Summary: The ministry of the Holy Spirit, especially in the heart of the unbeliever.
The Holy Guest
1 "All this I have told you so that you will not go astray.
2 They will put you out of the synagogue; in fact, a time is coming when anyone who kills you will think he is offering a service to God.
3 They will do such things because they have not known the Father or me.
4 I have told you this, so that when the time comes you will remember that I warned you. I did not tell you this at first because I was with you.
5 "Now I am going to him who sent me, yet none of you asks me, ’Where are you going?’
6 Because I have said these things, you are filled with grief.
7 But I tell you the truth: It is for your good that I am going away. Unless I go away, the Counselor will not come to you; but if I go, I will send him to you.
8 When he comes, he will convict the world of guilt in regard to sin and righteousness and judgment:
9 in regard to sin, because men do not believe in me;
10 in regard to righteousness, because I am going to the Father, where you can see me no longer;
11 and in regard to judgment, because the prince of this world now stands condemned.
12 "I have much more to say to you, more than you can now bear.
13 But when he, the Spirit of truth, comes, he will guide you into all truth. He will not speak on his own; he will speak only what he hears, and he will tell you what is yet to come.
14 He will bring glory to me by taking from what is mine and making it known to you.
15 All that belongs to the Father is mine. That is why I said the Spirit will take from what is mine and make it known to you.
16 "In a little while you will see me no more, and then after a little while you will see me."
Do you believe in ghosts? I do. The Bible tells us that there is a spirit world, composed of good and evil spirits. The good spirits are called “angels,” and the evil spirits are called “demons” or “devils.”
In the KJV of the Bible we find the Third Person of the Trinity referred to as the “Holy Ghost.” Perhaps those translators were right after all, for the word “Ghost” in the old Saxon was the same as the word for “Guest.” So it can certainly be said that the Holy Spirit is the “Guest of the Soul” or, “The Holy Guest.”
This is Pentecost Sunday—the day marking the time when the Holy Spirit came upon the early believers in Jerusalem. He has come into the world and visits every heart—seeking admittance. He may come TO the soul without being asked, but He will not come IN unless He is invited to do so. He may be unwelcome. He may be rejected. But He comes. He’s in the world like Noah’s dove, looking for an abiding place. He forces Himself upon no one. He waits for the open door and the invitation to enter.

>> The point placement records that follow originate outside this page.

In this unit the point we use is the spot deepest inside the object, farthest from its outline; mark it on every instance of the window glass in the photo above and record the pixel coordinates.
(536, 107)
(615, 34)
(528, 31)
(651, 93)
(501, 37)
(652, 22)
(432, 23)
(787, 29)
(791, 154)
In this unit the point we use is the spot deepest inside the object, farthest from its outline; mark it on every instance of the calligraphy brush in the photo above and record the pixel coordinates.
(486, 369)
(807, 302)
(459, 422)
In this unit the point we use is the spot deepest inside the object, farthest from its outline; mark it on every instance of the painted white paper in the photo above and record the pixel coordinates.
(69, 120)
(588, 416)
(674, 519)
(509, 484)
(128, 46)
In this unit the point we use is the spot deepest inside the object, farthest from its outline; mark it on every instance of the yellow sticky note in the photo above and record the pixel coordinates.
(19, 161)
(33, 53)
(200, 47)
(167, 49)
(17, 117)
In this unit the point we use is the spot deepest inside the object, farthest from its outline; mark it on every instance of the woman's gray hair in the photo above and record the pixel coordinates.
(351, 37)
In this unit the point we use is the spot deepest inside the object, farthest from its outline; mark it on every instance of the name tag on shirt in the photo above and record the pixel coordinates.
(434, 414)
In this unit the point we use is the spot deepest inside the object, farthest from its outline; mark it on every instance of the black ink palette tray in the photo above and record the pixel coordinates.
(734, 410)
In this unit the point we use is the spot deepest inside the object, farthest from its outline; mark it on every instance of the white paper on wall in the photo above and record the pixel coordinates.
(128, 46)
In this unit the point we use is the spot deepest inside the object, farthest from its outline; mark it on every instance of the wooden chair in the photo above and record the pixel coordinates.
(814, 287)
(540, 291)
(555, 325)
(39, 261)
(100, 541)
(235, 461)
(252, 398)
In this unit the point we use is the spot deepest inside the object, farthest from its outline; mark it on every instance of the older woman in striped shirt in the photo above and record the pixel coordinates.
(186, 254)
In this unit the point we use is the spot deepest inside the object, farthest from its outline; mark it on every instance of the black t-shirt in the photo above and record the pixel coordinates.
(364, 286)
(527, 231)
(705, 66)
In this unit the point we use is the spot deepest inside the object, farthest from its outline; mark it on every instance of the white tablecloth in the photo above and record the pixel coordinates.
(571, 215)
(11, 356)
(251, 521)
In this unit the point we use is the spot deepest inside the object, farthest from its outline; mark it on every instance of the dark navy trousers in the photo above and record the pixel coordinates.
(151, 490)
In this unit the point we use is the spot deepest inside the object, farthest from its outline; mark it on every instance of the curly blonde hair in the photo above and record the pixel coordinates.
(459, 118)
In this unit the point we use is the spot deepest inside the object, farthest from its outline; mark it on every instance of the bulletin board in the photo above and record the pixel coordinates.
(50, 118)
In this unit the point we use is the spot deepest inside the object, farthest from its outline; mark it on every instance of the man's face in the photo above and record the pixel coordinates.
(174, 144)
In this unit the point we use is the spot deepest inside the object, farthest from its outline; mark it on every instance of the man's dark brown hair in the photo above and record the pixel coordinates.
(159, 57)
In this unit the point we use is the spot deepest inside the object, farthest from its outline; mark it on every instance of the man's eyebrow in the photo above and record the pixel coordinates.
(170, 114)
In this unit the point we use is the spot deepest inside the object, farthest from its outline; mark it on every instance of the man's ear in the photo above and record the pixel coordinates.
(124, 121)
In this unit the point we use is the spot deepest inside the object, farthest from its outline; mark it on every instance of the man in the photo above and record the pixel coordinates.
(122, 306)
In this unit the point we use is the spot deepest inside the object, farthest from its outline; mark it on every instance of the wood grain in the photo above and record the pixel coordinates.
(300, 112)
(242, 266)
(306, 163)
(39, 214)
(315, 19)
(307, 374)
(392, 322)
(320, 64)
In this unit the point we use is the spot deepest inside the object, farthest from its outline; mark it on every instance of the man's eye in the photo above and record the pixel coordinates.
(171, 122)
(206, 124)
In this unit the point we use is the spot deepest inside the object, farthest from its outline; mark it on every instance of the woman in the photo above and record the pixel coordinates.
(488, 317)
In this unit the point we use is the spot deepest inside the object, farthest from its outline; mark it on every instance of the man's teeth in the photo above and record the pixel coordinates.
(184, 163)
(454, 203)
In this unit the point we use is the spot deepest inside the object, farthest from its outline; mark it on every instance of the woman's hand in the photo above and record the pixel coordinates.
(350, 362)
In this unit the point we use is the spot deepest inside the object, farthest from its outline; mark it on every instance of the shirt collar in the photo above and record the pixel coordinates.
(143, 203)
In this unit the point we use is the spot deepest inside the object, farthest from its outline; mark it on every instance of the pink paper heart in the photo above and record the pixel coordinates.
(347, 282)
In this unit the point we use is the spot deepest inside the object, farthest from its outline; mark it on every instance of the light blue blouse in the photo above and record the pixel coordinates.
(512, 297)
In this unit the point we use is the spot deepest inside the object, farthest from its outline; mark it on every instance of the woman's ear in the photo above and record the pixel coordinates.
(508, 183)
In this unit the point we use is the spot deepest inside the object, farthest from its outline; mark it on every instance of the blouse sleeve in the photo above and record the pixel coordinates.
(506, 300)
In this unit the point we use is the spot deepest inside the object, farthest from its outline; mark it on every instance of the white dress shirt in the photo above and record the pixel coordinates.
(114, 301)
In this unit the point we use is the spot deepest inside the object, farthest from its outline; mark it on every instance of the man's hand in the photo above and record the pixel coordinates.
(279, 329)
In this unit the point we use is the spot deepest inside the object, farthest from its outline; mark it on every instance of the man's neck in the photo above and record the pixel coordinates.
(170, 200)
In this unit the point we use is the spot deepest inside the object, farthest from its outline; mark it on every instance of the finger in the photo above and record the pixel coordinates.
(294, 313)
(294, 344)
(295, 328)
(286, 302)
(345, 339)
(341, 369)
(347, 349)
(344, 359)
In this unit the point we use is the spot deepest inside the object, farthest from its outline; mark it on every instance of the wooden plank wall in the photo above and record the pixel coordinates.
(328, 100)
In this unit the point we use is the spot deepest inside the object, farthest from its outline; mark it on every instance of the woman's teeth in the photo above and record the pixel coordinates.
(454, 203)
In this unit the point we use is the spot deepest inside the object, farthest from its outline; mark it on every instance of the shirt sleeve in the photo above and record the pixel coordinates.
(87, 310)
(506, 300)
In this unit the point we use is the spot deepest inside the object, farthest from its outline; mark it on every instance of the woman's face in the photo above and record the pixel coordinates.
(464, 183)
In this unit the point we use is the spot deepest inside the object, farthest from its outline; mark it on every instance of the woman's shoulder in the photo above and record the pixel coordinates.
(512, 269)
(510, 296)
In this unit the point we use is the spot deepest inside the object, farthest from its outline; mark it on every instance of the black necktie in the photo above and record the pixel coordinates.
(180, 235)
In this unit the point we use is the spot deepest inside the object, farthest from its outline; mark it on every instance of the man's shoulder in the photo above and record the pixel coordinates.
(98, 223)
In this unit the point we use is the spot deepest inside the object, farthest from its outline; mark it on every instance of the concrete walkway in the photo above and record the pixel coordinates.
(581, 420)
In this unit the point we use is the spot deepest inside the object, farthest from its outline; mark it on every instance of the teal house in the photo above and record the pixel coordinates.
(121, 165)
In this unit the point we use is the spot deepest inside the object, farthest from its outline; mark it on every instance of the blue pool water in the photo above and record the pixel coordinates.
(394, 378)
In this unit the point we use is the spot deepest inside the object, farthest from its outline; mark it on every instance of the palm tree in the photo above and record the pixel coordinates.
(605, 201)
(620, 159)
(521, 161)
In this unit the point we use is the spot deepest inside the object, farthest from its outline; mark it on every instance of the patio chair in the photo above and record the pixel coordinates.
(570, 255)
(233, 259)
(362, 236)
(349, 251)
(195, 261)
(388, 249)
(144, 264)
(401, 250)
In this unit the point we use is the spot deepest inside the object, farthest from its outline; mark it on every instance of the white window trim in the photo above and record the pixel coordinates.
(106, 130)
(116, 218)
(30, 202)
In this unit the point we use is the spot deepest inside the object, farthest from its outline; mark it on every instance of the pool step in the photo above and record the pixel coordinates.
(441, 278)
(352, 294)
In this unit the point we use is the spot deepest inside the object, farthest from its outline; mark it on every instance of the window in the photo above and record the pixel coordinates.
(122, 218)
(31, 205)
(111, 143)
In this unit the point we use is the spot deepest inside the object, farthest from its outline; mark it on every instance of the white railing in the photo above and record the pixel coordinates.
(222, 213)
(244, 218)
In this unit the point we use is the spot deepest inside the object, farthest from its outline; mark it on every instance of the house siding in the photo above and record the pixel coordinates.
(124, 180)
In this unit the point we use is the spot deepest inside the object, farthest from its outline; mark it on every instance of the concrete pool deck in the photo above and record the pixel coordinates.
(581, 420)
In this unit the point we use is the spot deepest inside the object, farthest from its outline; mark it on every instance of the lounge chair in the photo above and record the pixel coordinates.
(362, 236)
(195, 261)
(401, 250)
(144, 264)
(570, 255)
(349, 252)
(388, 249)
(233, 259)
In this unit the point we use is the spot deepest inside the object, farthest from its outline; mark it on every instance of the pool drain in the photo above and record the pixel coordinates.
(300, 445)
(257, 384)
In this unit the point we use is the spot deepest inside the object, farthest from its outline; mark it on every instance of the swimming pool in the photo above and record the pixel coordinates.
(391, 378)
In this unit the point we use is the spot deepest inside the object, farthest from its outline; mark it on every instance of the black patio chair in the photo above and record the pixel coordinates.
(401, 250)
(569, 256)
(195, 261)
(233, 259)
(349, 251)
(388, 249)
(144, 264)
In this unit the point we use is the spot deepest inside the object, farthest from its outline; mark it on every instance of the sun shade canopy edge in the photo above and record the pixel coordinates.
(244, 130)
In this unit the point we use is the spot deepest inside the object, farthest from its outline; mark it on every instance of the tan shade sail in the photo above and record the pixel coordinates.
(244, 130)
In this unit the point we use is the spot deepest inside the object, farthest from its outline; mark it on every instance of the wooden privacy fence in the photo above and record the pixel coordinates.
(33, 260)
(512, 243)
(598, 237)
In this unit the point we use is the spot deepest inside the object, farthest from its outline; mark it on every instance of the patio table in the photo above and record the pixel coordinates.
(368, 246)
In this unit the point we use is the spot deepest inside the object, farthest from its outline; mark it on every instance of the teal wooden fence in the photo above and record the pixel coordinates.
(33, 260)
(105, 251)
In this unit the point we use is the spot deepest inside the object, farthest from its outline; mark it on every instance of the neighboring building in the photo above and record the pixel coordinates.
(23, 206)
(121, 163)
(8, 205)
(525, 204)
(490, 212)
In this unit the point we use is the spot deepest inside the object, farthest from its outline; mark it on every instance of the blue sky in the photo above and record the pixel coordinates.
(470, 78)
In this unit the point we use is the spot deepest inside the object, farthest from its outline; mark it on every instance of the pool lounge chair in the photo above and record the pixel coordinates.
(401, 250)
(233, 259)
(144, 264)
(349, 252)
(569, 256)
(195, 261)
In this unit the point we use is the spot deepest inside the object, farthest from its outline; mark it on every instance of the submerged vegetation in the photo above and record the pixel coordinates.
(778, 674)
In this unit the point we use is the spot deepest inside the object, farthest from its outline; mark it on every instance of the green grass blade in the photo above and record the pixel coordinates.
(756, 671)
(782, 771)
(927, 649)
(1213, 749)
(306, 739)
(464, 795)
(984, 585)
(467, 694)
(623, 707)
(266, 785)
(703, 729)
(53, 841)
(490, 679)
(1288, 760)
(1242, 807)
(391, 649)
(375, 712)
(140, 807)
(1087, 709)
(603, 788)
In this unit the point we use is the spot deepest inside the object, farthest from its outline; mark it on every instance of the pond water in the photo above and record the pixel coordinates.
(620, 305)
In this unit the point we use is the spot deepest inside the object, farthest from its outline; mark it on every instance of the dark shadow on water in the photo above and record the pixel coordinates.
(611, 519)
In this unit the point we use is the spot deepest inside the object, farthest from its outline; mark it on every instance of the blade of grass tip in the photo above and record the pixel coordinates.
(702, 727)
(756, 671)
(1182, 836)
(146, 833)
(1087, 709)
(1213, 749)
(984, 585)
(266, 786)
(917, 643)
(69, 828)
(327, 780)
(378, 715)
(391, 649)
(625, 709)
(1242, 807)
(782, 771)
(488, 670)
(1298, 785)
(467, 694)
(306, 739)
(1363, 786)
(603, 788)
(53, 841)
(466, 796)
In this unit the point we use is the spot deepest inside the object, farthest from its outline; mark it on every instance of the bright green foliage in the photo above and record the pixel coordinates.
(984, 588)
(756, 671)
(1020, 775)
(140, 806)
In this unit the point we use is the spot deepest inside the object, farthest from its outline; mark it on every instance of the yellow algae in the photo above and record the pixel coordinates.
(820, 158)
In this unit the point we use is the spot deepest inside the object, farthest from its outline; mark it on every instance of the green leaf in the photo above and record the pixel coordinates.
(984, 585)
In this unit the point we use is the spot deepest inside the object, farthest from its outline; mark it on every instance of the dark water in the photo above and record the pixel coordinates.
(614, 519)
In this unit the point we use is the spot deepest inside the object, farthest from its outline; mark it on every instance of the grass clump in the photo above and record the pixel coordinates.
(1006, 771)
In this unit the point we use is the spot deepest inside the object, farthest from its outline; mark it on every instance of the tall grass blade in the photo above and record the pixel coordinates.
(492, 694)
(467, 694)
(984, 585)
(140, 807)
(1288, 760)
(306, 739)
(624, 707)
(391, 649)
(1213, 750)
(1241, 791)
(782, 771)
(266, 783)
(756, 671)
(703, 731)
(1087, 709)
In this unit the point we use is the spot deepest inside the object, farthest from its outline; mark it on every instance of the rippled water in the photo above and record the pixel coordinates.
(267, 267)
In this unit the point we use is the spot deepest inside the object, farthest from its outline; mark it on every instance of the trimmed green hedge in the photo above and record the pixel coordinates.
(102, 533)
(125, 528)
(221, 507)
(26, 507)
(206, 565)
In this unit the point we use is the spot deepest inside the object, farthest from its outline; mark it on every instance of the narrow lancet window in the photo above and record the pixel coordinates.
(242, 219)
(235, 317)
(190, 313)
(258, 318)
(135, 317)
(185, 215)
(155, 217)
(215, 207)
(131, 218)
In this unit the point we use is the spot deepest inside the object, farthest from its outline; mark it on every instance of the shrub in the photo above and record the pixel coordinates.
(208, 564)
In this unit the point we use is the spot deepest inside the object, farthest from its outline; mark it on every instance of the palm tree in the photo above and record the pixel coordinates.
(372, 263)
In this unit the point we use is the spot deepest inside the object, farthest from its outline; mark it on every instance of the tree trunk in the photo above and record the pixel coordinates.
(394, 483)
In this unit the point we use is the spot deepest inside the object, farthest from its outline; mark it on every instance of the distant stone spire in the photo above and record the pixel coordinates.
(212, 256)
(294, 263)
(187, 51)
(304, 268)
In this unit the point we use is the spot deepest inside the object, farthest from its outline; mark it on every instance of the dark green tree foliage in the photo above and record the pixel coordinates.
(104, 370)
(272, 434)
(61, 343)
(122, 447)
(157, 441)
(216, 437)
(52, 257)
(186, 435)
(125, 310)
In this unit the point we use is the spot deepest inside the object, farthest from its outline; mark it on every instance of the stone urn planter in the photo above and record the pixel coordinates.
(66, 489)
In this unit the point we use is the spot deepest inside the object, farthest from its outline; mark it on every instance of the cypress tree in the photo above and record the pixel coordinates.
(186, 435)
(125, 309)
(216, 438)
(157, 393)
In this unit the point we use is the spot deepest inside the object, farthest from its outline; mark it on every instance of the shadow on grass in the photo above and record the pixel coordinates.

He comes gently. He comes in love. He comes on a mission of good will, mercy, peace, and joy. He comes to exalt Jesus.
There are some things the Spirit of God is not.
He is not an “it.” He is a distinct Personality. He can be lied to and grieved.
He is not a substitute for God—He IS God!
He is not imaginary, but real and relevant. We should not think that because something is invisible, it is therefore unimportant or weak. A case in point is air:
- holds giant airplanes aloft
- can snap a tree in two
- can demolish a whole city
- under pressure it can bring a semi to a screeching halt, break up concrete, loosen or tighten lug nuts on your car’s wheels.
Air—that’s all, just air. You can’t feel it or see it or smell it—unless it’s polluted. But it keeps you alive every minute. If you go without it for 5 minutes, you’ll be brain-damaged or dead. We just can’t live without it.
The Bible calls the Holy Spirit “the breath of God.” Wind is used as a symbol for the Spirit. Just because you can’t see the Holy Spirit, don’t assume that He is not present or real.
As a matter of fact, He is here right now.
The Spirit is not passive, but active and involved. His work on earth is basically among two classifications of people: Christians and non-Christians.
Verses 13-15 of our passage describe His work among Christians. He guides us into all truth. He matures us, He sanctifies us wholly. He comforts us. He gives us hope. He glorifies Christ—not Himself.